Sue Clark, whose success as Tucson High School's girls tennis coach led to countless accolades and a feature in Sports Illustrated's "Faces in the Crowd," died Saturday morning after a long illness. She was 80.
Clark had been in declining health for the last few years, friends said. The coach had been under hospice care for two months.
Clark took her place among Tucson High School legends when, between 1958-72, she led the Badgers to 213 consecutive victories. The streak earned Clark a spot in Sports Illustrated's "Faces in the Crowd" feature on May 15, 1972.
During that span, Clark's team won every division championship, 11 state crowns and one state co-championship.
Clark was named the Arizona Daily Star's coach of the year in 1967, the first woman to win the award. She received the Arizona State Coaches Association Certificate of Merit Award and the Star's Outstanding Achievement Award in 1972. Clark left Tucson High that year, then spent one season at Sabino High School.
Clark was inducted into the Pima County Sports Hall of Fame in 2000. In a 2011 interview with the Star, Clark said her run of success "wasn't me; it was the kids."
"They fought to win," she said. "I'm proud of them, and even more proud of what they've become."
Clark's coaching methods were both simple and ahead of their time, said Paula Aboud, a Badgers star from 1964-68 and former state senator.

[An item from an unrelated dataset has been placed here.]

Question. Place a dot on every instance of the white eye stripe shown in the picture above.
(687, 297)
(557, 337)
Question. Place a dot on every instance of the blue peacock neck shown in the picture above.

Clark was motherly with her players, often driving them back from practices and matches before returning home to take care of her own parents. She made ceramic trinkets for many of her players, items that became instant keepsakes.
When Aboud made her Tucson High debut, she did so in a dress hand-made by her coach and another one of the Badgers' players.
Aboud, who played semi-professionally and coached before entering politics, called Clark "my role model and my mentor."
Ed Nuñez, Clark's longtime mixed doubles partner and a former boys tennis coach at Pueblo High School, said the relationship between Clark and her players was genuine.
"They were not just student and teacher and student and coach: They were family," he said.
Clark, a native of Van Horn, Texas, who attended Phoenix College, Sul Ross State University and the UA, knew little about tennis and had no coaching experience when she took over the Tucson High program. To improve, she attended tennis camps in Southern California during the summers.
"She would come back with the most incredible techniques and strategies," Aboud said. "She was amazing. She was a master."
Clark, who never married, is survived by a niece and legions of players, many who met with her for monthly lunches. The Badgers were with her when Clark died Saturday.
Clark did not want a formal memorial service, so her former players will hold a celebration of life at 6 p.m. Tuesday at the Golden Corral, 4380 E. 22nd St.
"She adopted us," Aboud said, "and we adopted her."